Although it’s difficult to spot at first, there is a traveling mini crane down the way about the three windows. This was installed to service all of the fabrication machines that would be in this section.
This is one of my favorite doorways (yes, I have favorites) for a few reasons: 1.) You can see how the once-arched door has been squared-off for rectangular doors to fit; 2.) you can see one complete historic door and one ruined door, and the chain that used to hold them together before someone kicked-out the security, and; 3.) I like the texture of the bricks and design of the radiators in the room beyond–the blacksmith shop.

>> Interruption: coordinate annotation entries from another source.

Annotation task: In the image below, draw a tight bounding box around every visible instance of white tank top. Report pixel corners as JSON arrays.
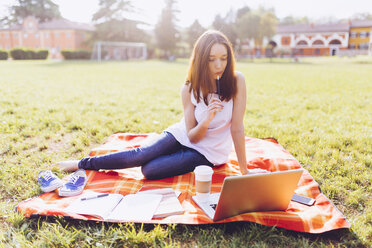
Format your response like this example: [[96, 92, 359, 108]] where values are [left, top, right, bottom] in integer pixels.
[[165, 91, 233, 165]]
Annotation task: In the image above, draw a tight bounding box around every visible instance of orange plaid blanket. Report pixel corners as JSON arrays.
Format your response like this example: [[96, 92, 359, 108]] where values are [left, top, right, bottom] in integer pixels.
[[17, 133, 350, 233]]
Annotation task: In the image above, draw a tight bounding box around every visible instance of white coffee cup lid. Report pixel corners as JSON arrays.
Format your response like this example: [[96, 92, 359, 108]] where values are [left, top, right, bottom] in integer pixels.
[[194, 165, 213, 181]]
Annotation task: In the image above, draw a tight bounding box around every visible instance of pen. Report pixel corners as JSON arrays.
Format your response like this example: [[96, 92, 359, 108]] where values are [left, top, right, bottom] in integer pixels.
[[80, 193, 109, 201], [217, 75, 221, 99]]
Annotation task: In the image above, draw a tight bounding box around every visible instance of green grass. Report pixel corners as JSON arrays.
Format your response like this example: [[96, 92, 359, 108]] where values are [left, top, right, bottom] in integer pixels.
[[0, 57, 372, 247]]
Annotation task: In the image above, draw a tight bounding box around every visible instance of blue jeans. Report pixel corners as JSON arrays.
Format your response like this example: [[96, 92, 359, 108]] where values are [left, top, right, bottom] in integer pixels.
[[79, 132, 213, 180]]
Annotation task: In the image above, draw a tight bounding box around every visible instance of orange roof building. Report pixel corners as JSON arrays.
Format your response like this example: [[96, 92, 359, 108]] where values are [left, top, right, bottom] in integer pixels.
[[273, 20, 372, 56], [0, 16, 94, 58]]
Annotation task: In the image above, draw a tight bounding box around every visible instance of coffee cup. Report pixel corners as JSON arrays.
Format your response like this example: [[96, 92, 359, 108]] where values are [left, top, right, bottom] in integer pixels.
[[194, 165, 213, 201]]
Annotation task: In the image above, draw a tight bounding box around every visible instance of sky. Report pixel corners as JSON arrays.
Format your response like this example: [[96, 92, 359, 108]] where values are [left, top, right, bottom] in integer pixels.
[[0, 0, 372, 28]]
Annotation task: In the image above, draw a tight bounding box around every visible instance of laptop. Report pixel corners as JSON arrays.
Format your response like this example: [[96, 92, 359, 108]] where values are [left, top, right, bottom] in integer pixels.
[[192, 169, 303, 221]]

Just do.
Sunbeams under the sintering belt. Support cradles for the wires crossing the factory are falling down.
The railing were jealous of both the bricks and bits, and chose instead to dissolve like this.
Looking across at the Cargill elevator.
Like looking out of an airship.
Even without the kettles the Hamm’s brewhouse is beautifully lit, ornamented architecturally and begging for photographers to remember it.
Wide stairs between the ground, the mine shaft, and the dry house.
This was one of two skyways that went between production line offices. It’s easy to tell because it’s not reinforced for machinery to travel through it. I also like that it’s a double-decker, so to speak.
A long exposure panorama of Electric Steel and Kurth from the roof of Russell Miller B, days before it was demolished.